Le développement d’un écosystème vertueux pour l’intelligence artificielle en santé est donc probablement à ce prix. S’agissant de la prévention et du traitement du diabète, à la pointe de l’innovation en la matière, la Fédération Française des Diabétiques et son Diabète LAB prendra sa part du débat en conduisant une réflexion approfondie sur ces questions économiques et juridiques plus que sensibles…

[1] Le « commun » est un mode d’organisation de la propriété et des échanges de biens qui repose essentiellement sur trois piliers : un accès ouvert à la ressource partagée (le bien en question) ; l’auto-organisation des participants à la ressource commune ; et un mode de gouvernance qui repose sur un principe polycentrique et non hiérarchique.

Alain Rallet est économiste. Professeur à l’Université Paris-Sud, il est spécialiste de l’économique numérique et de la valorisation des données personnelles. Il a notamment publié Peut-on valoriser ses données personnelles ? 3 scénarios : consentement, monétisation, biens communs, octobre 2018, Éditions du CNRS.

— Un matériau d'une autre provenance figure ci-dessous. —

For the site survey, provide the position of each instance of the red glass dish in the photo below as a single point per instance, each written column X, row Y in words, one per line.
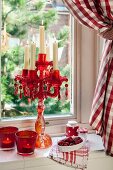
column 7, row 137
column 25, row 141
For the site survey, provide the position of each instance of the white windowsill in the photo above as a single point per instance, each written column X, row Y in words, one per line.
column 10, row 160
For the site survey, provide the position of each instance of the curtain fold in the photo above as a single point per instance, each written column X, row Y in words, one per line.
column 98, row 15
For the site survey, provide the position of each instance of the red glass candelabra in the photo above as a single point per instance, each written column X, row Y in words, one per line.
column 41, row 83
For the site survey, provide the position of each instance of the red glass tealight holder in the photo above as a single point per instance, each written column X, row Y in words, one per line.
column 25, row 141
column 7, row 137
column 71, row 128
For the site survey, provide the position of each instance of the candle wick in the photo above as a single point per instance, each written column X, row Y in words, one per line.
column 42, row 22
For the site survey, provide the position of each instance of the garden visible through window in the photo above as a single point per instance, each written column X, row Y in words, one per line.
column 20, row 25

Stéphane Bidet est ingénieur. Il est CEO et co-fondateur de la startup Hillo. L’application Hillo collecte les données issues du capteur de glycémie et des informations complémentaires saisies par la personne diabétique, et propose une aide à la décision personnalisée basée sur son intelligence artificielle. Hillo (sous son ancien nom Healsy) est lauréate du Hackathon 2017 du Diabète LAB.